In 19 large studies of more than 68,000 deaths, reviewed by Professor David Jacobs and co-workers from the Division of Epidemiology at the University of Minnesota, low cholesterol predicted an increased risk of dying from gastro-intestinal and respiratory disease (Circulation 1997; 26)(International J. of Epidemiology 1997; 26) (Epidemiology and Infection 1998; 121)
CHOLESTEROL AND HEART FAILURE
Researchers from the University of California at Los Angeles found a higher mortality in patients with severe heart failure who had the lowest lipid values, including total cholesterol, LDL-cholesterol and HDL-cholesterol. (American J. of Cardiology 1998; 82) This finding was confirmed by Dr. Rauchhaus, in cooperation with researchers at several German and British University hospitals. They found that the risk of dying, in patients with chronic heart failure, was strongly and inversely associated with total cholesterol and LDH- cholesterol; those with high lipid values lived much longer than those with low values. (Lancet 200; 356)(Journal of the American College Cardiology 2003; 42) The largest study included more than 1,000 patients with severe heart failure. After five years 62% of the patients with total cholesterol below 4.5mmol/L had died, but only half as many of the patients with cholesterol above 4.4mmol/L. (Journal of Cardiac Failure 2002; 8 )

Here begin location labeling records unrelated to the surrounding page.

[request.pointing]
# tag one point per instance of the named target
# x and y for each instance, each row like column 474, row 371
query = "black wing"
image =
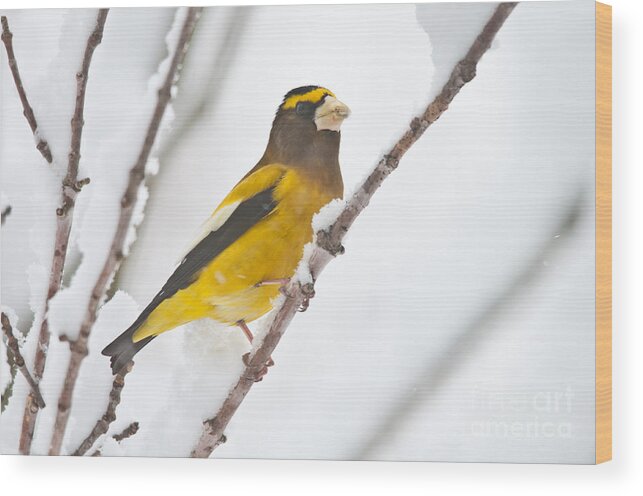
column 246, row 215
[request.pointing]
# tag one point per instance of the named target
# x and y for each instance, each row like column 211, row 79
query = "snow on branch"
column 329, row 240
column 13, row 347
column 119, row 244
column 102, row 425
column 6, row 211
column 71, row 186
column 41, row 143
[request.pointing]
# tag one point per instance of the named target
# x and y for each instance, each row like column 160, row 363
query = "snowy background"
column 460, row 323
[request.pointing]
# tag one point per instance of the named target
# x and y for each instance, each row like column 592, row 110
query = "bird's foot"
column 282, row 281
column 262, row 371
column 308, row 290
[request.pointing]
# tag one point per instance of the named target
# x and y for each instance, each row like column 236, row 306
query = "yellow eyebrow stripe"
column 312, row 96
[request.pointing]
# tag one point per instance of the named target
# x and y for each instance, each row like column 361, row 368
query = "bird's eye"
column 304, row 108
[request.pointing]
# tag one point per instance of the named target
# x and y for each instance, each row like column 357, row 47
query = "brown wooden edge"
column 603, row 232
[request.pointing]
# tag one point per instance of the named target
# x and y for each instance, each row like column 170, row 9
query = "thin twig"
column 129, row 431
column 14, row 348
column 78, row 346
column 329, row 241
column 64, row 214
column 102, row 425
column 6, row 211
column 7, row 39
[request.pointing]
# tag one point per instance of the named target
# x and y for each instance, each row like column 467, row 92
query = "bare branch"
column 78, row 347
column 6, row 211
column 329, row 242
column 7, row 39
column 129, row 431
column 102, row 425
column 14, row 348
column 64, row 214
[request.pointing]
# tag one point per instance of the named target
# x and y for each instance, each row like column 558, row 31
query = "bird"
column 251, row 245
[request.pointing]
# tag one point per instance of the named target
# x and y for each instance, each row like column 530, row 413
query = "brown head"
column 306, row 131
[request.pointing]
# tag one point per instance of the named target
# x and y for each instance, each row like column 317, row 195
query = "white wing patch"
column 212, row 224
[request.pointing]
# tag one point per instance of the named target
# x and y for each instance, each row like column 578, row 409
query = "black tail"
column 123, row 349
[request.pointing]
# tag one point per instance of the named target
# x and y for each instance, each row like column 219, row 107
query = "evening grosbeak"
column 254, row 240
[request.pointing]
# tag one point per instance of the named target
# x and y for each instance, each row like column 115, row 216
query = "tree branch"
column 64, row 214
column 437, row 372
column 7, row 39
column 14, row 348
column 129, row 431
column 329, row 241
column 102, row 425
column 78, row 346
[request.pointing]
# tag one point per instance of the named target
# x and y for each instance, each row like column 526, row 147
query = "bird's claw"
column 308, row 290
column 263, row 371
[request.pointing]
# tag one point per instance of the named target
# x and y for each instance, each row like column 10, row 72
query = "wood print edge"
column 603, row 391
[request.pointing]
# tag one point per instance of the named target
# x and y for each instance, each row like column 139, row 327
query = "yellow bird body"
column 226, row 290
column 257, row 234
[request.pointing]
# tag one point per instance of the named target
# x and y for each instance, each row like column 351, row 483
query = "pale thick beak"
column 331, row 114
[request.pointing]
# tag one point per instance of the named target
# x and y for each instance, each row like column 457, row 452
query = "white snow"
column 471, row 202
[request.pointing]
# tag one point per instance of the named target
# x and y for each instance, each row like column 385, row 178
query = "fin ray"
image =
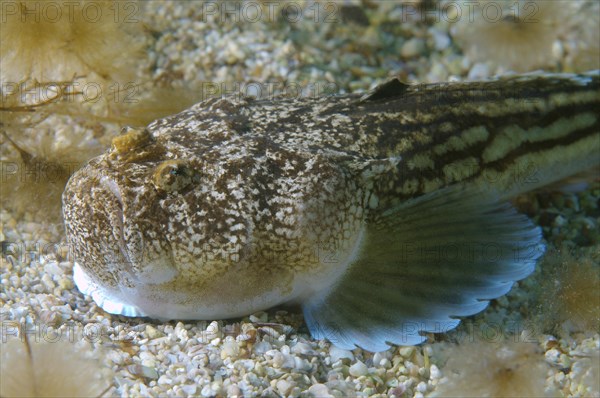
column 403, row 282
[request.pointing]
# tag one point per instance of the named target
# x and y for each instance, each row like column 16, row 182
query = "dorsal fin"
column 387, row 90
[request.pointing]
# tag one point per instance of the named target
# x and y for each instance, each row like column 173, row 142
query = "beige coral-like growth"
column 490, row 369
column 47, row 368
column 57, row 40
column 515, row 35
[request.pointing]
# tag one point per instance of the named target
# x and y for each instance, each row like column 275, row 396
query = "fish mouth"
column 116, row 217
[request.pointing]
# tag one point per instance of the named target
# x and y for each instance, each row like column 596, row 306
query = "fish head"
column 202, row 213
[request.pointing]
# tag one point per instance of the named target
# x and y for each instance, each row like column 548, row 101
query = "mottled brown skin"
column 243, row 198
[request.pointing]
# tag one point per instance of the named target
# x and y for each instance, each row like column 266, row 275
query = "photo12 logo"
column 71, row 11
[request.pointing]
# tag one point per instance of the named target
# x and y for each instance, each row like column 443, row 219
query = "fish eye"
column 172, row 176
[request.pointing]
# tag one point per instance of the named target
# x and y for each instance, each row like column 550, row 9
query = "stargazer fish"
column 386, row 216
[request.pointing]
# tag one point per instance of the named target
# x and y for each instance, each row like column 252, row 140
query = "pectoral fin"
column 422, row 265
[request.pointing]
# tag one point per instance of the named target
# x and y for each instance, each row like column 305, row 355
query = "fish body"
column 384, row 215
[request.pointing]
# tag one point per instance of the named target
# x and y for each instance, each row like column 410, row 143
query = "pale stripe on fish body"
column 386, row 215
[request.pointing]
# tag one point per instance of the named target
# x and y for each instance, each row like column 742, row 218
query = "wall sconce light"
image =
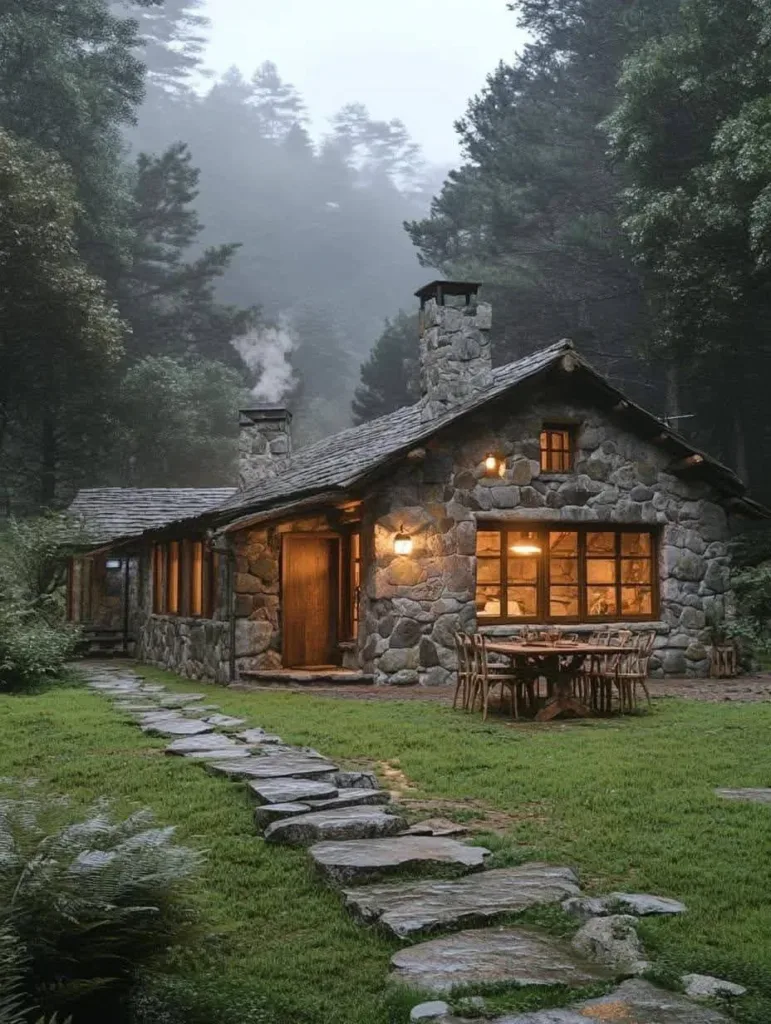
column 402, row 543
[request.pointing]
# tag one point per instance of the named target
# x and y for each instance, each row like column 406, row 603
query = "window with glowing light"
column 576, row 573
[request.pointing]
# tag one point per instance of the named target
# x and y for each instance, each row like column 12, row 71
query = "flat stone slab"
column 409, row 907
column 194, row 744
column 745, row 796
column 224, row 721
column 266, row 814
column 177, row 727
column 257, row 736
column 703, row 986
column 291, row 791
column 276, row 767
column 365, row 860
column 344, row 823
column 494, row 955
column 352, row 798
column 638, row 904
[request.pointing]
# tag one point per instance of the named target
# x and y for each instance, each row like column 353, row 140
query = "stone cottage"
column 533, row 493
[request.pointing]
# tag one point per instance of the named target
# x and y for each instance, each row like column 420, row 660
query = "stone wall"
column 413, row 605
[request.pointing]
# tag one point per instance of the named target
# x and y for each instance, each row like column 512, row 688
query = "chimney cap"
column 439, row 289
column 259, row 414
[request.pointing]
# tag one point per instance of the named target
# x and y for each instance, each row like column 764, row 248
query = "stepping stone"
column 490, row 956
column 356, row 780
column 365, row 860
column 292, row 791
column 194, row 744
column 345, row 823
column 703, row 986
column 223, row 754
column 436, row 826
column 224, row 721
column 430, row 904
column 612, row 941
column 745, row 796
column 257, row 736
column 277, row 767
column 639, row 904
column 351, row 798
column 266, row 814
column 177, row 727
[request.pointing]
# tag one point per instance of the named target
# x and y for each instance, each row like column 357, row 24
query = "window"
column 556, row 574
column 556, row 450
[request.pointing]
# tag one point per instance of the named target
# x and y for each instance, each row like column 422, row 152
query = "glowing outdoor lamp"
column 526, row 548
column 402, row 543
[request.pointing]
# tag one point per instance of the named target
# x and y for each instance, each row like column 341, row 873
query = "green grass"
column 629, row 802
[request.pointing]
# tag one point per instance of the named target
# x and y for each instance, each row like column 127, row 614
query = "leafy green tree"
column 169, row 302
column 390, row 376
column 59, row 336
column 177, row 424
column 691, row 133
column 533, row 211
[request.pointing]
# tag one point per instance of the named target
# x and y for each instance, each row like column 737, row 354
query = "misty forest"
column 176, row 244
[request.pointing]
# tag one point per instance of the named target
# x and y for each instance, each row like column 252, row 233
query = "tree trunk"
column 49, row 459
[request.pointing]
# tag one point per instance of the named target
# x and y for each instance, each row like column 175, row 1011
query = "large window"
column 185, row 580
column 571, row 574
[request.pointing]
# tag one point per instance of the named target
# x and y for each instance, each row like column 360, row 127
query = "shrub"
column 35, row 640
column 88, row 902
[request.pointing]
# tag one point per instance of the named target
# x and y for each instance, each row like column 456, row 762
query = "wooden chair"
column 464, row 686
column 486, row 677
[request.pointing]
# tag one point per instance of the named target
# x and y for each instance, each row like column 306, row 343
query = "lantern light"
column 402, row 543
column 526, row 548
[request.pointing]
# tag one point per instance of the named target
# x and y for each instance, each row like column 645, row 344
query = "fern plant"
column 89, row 903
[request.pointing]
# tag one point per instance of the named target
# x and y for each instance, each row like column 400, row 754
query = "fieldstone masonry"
column 413, row 605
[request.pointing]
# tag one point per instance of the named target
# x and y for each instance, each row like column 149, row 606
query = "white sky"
column 420, row 60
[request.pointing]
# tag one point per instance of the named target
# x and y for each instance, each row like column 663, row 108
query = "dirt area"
column 745, row 690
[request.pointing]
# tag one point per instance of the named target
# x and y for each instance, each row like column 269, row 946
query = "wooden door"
column 309, row 576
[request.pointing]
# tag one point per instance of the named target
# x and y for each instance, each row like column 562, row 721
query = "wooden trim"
column 542, row 530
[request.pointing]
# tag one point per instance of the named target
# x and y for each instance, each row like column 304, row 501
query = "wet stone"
column 639, row 904
column 292, row 791
column 266, row 814
column 344, row 823
column 352, row 798
column 359, row 861
column 496, row 955
column 745, row 796
column 177, row 727
column 196, row 744
column 277, row 767
column 410, row 907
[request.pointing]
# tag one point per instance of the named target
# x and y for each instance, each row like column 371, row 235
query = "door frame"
column 336, row 595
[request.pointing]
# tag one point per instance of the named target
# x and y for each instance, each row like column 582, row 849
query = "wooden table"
column 548, row 656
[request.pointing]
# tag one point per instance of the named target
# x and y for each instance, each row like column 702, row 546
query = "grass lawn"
column 629, row 802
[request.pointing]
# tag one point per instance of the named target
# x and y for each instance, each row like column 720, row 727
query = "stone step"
column 195, row 744
column 409, row 907
column 344, row 823
column 359, row 861
column 274, row 767
column 291, row 791
column 351, row 798
column 491, row 956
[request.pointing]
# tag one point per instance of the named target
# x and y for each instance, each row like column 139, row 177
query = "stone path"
column 415, row 880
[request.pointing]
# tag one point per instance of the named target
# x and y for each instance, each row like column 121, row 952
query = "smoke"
column 266, row 352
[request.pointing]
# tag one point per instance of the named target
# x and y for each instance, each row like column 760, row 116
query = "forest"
column 175, row 244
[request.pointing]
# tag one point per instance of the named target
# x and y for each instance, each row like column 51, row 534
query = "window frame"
column 541, row 531
column 562, row 428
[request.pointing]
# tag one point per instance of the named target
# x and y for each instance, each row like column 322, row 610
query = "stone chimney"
column 456, row 358
column 264, row 443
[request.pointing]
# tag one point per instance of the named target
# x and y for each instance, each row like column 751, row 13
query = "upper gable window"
column 556, row 450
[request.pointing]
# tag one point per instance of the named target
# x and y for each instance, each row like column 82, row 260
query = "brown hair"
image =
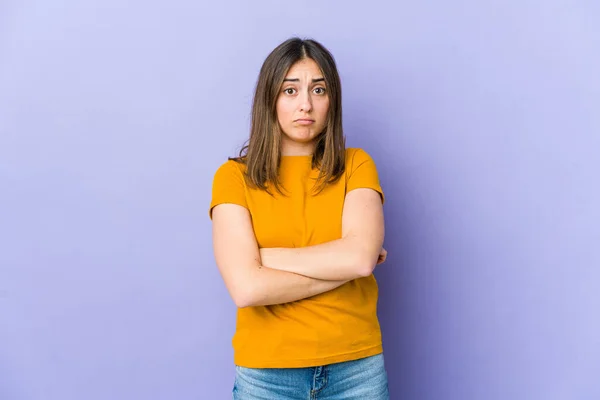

CHOLESTEROL AND IMMUNE FUNCTION
The immune supporting properties of LDL-cholesterol plays an important role in human health. High cholesterol protects against infection LDL-cholesterol binds and inactivates dangerous bacterial toxins. (Infection and Immunity 1989; 57 and 1995; 63)(Arteriosclerosis and Thrombosis 1992; 12)
Researchers at the University of Pittsburgh, Pennsylvania, studying a group of healthy middle-aged men, found that the number of various types of white blood cells were significantly lower in the men with serum cholesterol below 4.5 mmpl/L,, than in men with serum cholesterol above 4.5mmol/L. (Clinical Immunology and Immunopathology 1997; 84)
The International Network of Cholesterol Sceptics (THINCS), a steadily growing group of scientist, physicians, other academicians and science writers are questioning the common dogma that dietary saturated fat and cholesterol cause coronary heart disease. Not only is there no proof to support this hypothesis, says spokesman Dr Uffe Ravnskov of Lund, Sweden, but the available scientific evidence clearly contradicts this claim.
There is no doubt that the present notoriety of cholesterol has all but obscured its physiological importance and necessity in our bodies.
Men with high cholesterol levels have stronger immune systems, than those with low cholesterol, as can be seen by the fact that they have more lymphocytes, total T-cells, helper T-cells and CD8+ cells. Researchers have also identified cholesterol as an inactivator/neutralizer of multiple bacterial toxins.
Further, many strains of disease-causing bacteria, are almost totally inactivated by Low Density Lipoprotein (LDL) cholesterol (Ravnskov 2003; Quarterly J of Medicine; 96)
Cholesterol, or more precisely 7-dehydrocholesterol, is the precursor to Vitamin D. Vitamin D has long been recognized for its role in maintaining calcium balance and promoting bone health. More recently it is becoming known for a wide range of other functions, including the maintenance of mental health, a strong immune system, blood sugar regulation and the prevention of cancer.
Cholesterol also acts as an anti-oxidant, protecting cell membranes from free radical damage.